In a letter posted online by National Review this week, the adviser, Douglas Holtz-Eakin, said Mr. McCain believed that the Constitution gave Mr. Bush the power to authorize the National Security Agency to monitor Americans’ international phone calls and e-mail without warrants, despite a 1978 federal statute that required court oversight of surveillance.
Mr. McCain believes that “neither the administration nor the telecoms need apologize for actions that most people, except for the A.C.L.U. and trial lawyers, understand were constitutional and appropriate in the wake of the attacks on Sept. 11, 2001,” Mr. Holtz-Eakin wrote. ...
Although a spokesman for Mr.
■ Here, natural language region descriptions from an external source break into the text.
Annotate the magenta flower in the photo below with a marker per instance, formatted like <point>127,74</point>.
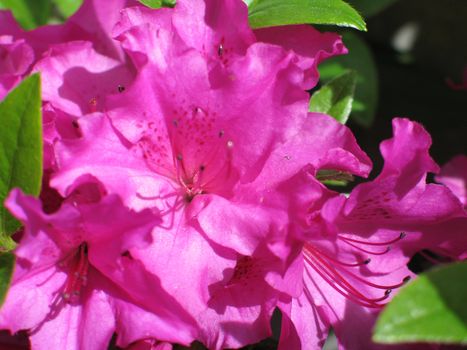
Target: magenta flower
<point>75,283</point>
<point>16,57</point>
<point>357,248</point>
<point>209,142</point>
<point>454,175</point>
<point>221,33</point>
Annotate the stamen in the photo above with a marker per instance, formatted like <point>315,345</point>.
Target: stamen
<point>333,270</point>
<point>220,50</point>
<point>358,263</point>
<point>401,236</point>
<point>365,250</point>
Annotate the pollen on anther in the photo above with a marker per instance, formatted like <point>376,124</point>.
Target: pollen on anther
<point>220,50</point>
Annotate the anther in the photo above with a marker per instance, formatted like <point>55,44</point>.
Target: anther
<point>220,50</point>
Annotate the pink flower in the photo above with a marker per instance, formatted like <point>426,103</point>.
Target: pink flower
<point>16,57</point>
<point>75,283</point>
<point>357,248</point>
<point>454,175</point>
<point>220,32</point>
<point>207,133</point>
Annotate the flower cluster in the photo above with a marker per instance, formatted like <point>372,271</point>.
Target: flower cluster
<point>183,196</point>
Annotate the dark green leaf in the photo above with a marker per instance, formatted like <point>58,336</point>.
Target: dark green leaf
<point>7,263</point>
<point>430,309</point>
<point>29,13</point>
<point>67,7</point>
<point>269,13</point>
<point>20,148</point>
<point>361,60</point>
<point>155,4</point>
<point>335,98</point>
<point>370,7</point>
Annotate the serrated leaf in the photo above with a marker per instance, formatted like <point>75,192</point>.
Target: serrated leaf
<point>335,98</point>
<point>7,263</point>
<point>370,7</point>
<point>359,59</point>
<point>67,7</point>
<point>20,148</point>
<point>29,13</point>
<point>430,309</point>
<point>270,13</point>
McCain, the presumptive Republican presidential nominee, denied that the senator’s views on surveillance and executive power had shifted, legal specialists said the letter contrasted with statements Mr. McCain previously made about the limits of presidential power.
In an interview about his views on the limits of executive power with The Boston Globe six months ago, Mr. McCain strongly suggested that if he became the next commander in chief, he would consider himself obligated to obey a statute restricting what he did in national security matters.
Mr. McCain was asked whether he believed that the president had constitutional power to conduct surveillance on American soil for national security purposes without a warrant, regardless of federal statutes.
He replied: “There are some areas where the statutes don’t apply, such as in the surveillance of overseas communications. Where they do apply, however, I think that presidents have the obligation to obey and enforce laws that are passed by Congress and signed into law by the president, no matter what the situation is.”